If you think your staff and senior management team are that not that gullible, think again. Social engineering is a sophisticated security threat that even the most security conscious have been tricked by.
What Is Social Engineering?
Social engineering starts with engagement between the attacker and the ‘victim’ via social media, email, or mobile apps. The aim is to get the target to carry out an action that allows the attackers to infect IT systems, steal data or transfer money.
While automated security attacks are a blanket approach to breaching an organisation’s defences, social engineering can be much more targeted; targeted at specific businesses and at specific assets, and often targeted at specific employees, too.
Bruce Penson, Managing Director, Pro Drive IT explains some of the more popular methods used in social engineering campaigns, giving an identification of what they may look like and their outcome if successfully triggered:
Baiting: Baiting can be a very targeted attack where the attacker leaves a physical device, such as a USB flash drive infected with malware in a prominent place. This could be at a conference, unbeknownst to the organisers, and could be branded so it can be passed off as official conference material.

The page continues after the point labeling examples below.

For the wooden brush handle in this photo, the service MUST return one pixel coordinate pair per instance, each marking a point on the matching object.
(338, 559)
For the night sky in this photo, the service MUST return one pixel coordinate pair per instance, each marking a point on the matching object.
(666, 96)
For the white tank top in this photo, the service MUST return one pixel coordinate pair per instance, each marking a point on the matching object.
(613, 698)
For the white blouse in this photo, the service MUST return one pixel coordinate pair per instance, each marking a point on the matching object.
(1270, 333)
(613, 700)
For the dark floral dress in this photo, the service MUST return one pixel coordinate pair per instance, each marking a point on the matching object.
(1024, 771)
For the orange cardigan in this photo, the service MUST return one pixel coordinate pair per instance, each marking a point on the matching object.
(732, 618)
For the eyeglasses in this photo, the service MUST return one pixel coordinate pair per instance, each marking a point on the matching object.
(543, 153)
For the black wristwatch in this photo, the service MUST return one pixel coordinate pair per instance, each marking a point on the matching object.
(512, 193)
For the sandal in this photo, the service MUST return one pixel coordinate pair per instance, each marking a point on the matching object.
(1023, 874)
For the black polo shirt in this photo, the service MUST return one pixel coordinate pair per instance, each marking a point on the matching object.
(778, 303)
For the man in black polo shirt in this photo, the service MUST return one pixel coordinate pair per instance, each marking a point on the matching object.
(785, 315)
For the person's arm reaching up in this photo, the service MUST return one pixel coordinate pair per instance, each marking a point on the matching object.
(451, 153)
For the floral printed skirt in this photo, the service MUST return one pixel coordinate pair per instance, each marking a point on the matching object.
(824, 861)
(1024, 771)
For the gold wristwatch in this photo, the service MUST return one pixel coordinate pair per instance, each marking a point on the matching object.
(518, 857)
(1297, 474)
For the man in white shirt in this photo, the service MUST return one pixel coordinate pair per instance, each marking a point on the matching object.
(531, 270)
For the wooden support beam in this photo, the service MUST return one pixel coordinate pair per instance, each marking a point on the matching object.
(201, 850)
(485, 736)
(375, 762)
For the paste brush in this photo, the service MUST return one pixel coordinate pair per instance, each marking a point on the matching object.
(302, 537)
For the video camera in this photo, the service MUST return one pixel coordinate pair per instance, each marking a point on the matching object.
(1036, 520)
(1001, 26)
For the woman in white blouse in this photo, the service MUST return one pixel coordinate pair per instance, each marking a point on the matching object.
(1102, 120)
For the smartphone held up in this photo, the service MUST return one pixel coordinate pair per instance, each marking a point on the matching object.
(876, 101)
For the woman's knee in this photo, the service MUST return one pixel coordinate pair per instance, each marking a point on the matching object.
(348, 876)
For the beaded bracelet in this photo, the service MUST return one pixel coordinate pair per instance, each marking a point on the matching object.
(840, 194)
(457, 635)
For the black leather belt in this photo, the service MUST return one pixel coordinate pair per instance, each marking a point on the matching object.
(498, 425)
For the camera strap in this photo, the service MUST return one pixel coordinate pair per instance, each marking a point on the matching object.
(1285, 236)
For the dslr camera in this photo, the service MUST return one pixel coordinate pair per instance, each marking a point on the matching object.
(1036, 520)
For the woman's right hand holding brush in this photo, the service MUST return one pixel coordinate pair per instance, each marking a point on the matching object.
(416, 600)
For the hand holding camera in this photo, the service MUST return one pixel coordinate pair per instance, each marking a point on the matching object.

Once loaded onto a computer by a delegate or other user, malware is installed and activated. Similarly, mobile apps are used in this way with attackers creating cheap or free apps that when downloaded infect mobiles (and the systems they access) with malware.
Phishing: This is an email attack that purports to be a legitimate communication, often from a trusted source. The aim of the attack is to get the recipient to either click on a malware infected attachment or link, or to get the recipient to divulge personal or financial information.
Pretexting: Pretexting involves having a false motive, in other words lying. Perhaps the most common technique is to request personal or financial information in order to confirm the identity of the victim. Potentially this request will come after a number of other communications that are designed to build trust with the recipient before persuading them to part with this information. In other cases the attacker may pretend to be a colleague who needs the information quickly, or a higher-authority; relying on the victim not to question their superiors and provide the information.
Scareware: Another form of social engineering is to convince the victim that they’re at risk and offer a solution to put it right. For example, making the recipient think they’ve downloaded malware or illegal content, and offering a fix. The solution is the actual malware and the tactic preys on our concerns about security, and in many cases our employees’ anxiety about telling someone that they have infected the system.
Spear phishing: Just like phishing but with another layer of sophistication, spear phishing targets specific employees within an organisation. In some cases the attacker may have an employee’s actual name, in others they may target people based on their role within the company.
What Can You Do To Protect Your Organisation?
Security awareness training is one of the most effective ways to prevent social engineering attacks. If your employees know what to look out for, are vigilant, and question all approaches for information that are uncharacteristic or deviant from security and data protection protocols, they are less likely to become an ‘enabler’.
A very effective way to help employees, and senior members of staff, to understand how social engineering campaigns works is to get your IT provider to run penetration tests using these techniques. This will highlight vulnerabilities and identify employees and other users that are at most risk of being on the receiving end of this type of security attack.